Wow, I don't even understand half the stuff you said. There's so much to singing.
In oversimplified terms, your modal voice is your usual singing/speaking voice, and your falsetto voice is the one above it which you use for making fun of opera singers and teasing friends. In a physical sense, the modal voice vibrates your entire vocal cord, while the falsetto holds most of it still and uses only the outer and upper edge.
* You also have two additional registers. Below modal is vocal fry, which is deep in the throat and sort of "bubbles" air through the cords like a croak. Above falsetto is whistle, which is the really annoying shit babies can scream when they hate your soul — the physical mechanism isn't entirely understood since the epiglottis closes and we can't see it with cameras like we can the others.
To see this in action, hum a low note and then drag it upwards as high as you can.
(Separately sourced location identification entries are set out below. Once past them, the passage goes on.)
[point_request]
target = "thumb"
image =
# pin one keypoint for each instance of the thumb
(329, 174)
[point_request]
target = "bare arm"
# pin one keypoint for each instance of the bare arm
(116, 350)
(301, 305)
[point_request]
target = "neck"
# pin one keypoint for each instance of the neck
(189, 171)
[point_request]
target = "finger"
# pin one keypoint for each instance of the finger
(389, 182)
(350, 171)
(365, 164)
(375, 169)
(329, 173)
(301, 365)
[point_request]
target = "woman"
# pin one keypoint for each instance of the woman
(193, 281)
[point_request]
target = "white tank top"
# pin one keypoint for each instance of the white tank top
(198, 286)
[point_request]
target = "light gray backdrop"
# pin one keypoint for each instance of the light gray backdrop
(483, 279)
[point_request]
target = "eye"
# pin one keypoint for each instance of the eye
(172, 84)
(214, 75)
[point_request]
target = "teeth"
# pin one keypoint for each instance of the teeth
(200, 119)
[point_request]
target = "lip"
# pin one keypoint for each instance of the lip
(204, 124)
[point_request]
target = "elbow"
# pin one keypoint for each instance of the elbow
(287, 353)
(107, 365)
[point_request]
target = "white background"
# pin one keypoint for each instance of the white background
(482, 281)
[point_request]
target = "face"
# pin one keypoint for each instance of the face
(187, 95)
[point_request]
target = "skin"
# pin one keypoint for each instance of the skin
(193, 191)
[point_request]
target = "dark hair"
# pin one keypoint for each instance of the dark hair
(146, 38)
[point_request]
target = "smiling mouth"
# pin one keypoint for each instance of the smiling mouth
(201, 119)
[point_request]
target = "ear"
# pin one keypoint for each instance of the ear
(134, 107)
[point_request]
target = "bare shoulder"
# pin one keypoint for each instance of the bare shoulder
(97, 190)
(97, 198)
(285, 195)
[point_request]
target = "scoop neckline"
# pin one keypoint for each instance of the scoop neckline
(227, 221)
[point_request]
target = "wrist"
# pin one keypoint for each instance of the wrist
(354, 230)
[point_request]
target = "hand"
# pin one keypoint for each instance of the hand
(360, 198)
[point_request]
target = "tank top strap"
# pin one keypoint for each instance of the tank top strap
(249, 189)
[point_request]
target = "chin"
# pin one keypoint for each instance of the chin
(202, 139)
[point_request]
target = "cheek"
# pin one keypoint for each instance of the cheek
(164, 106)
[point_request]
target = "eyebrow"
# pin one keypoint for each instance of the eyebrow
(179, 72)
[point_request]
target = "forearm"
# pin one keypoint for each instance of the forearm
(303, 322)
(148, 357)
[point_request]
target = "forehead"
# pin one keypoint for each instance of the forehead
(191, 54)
There'll be a quick airy pause as you naturally transition to falsetto — this is your vocal break.
The ranges of each depend on your personal characteristics (size of the cords etc) and how well you've developed it, and the break will vary. Typically, the modal and falsetto ranges overlap somewhat by an octave or so, but they have different tone quality because they use your vocal cords in completely different ways. Generally, you want to keep from switching between them in the middle of a musical phrase — not only for the sake of sounding consistent across the phrase, but also because moving between them tends to have that brief, airy break while your vocal cords go "oh shit I have to do this other thing!" and change vibration modes.
This Day has the singer use the modal voice for Chrysalis and the falsetto for Cadence to distinguish their voices — notice Cadence sounds more airy, while Chrysalis sounds more dark and solid even though for their intros they're singing the same notes. But Chrysalis's prima donna moment in the middle pushes the upper bound of modal voice. That limit is dictated by how easily you can move the entire vocal cord instead of just the upper edge, so you can extend its range a bit by just pushing air harder (which this song allows there by getting louder there) and being very careful to keep the throat relaxed, but it's exceedingly difficult to control and you can go out of tune really fast. Likewise, most of Cadence's part pushes the lower edge of falsetto, but pulling that off is less risky.
Looking back on the English version, it sounds like the original singer just went ahead and jumped to falsetto for that couple of measures (where the camera pitches up to the chandelier and spins) instead of trying to power through it like the German one tried, but she masked it really,
really well.
tl;dr, from a technical standpoint that song is more of a nightmare than it sounds.